Only yesterday did I read the story of the woman who is given credit for creating Mother’s Day. It’s a rather sad story, this woman who was never a mother herself, but loved her own mother and recognized that mothers should be honored. According to the chronicle told, she spent her life and her livelihood trying to protect the fact that it was she who actually was the founder and not others who tried to claim it. When I read this, I was dismayed that history seems to remember this glaring need for her to ensure she received the credit. It may or may not be what is actually true, she isn’t here to tell the tale herself. Evidence says she had strong feelings about the holiday not being celebrated, like so many holidays, by the outward show of expensive gifts—another holiday to commercialize— but wanted it to be a true awareness of what mothers do for us, and the world. She commemorated mothers as having been the world’s peace makers.
I have marvelled many times over the years about all the brave mothers I have known. Those whose later years were marred by losing a daughter or a son, and being left with only memories of the love that filled their heart as they had watched their child grow into adulthood. And the other mothers who held their babies and young children, providing the loving hands that cared so beautifully as these young ones died too soon. I always remember my own mother, on this manufactured day, she who was not perfect—no mother is— but loved so perfectly. I think of all the ways she mothered me over the years, both near and afar, my inner awareness of her love and prayers going with me wherever life’s path took me.

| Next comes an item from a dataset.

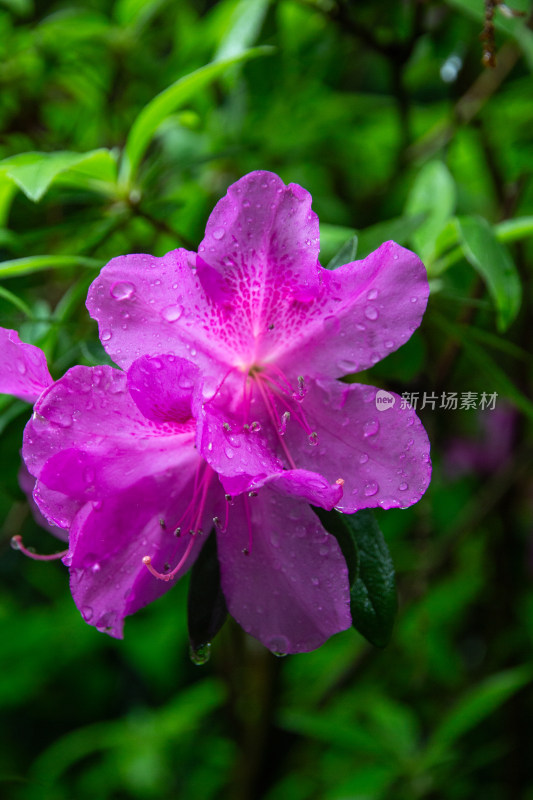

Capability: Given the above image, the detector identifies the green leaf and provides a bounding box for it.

I had the joy of sharing my mother’s love for 50 years. I thought this morning about another woman; some would say she actually didn’t get to be a mother. I knew her some years ago. She had birthed a child that was lifeless, but oh how she had loved this infant. She knew before his birth that he would not survive long, but planned for the hours or perhaps days, or miraculously more than that, whatever she was given, and how she would hold him and comfort him. It was not to be, this wish of hers, and a week before his actual due date his little heart stopped beating. I remember well the breathless swaddled bundle, held with tenderness by both of his parents, and the wee urn that his ashes were later placed in.
It doesn’t seem to matter, the length of time that a mother’s heart is spent with a child. Mothers don’t stop loving, because their child is gone. On this mother’s day, like Anne Jarvis, I know from experience what every mother has given and received— The True Gift— a mother’s love.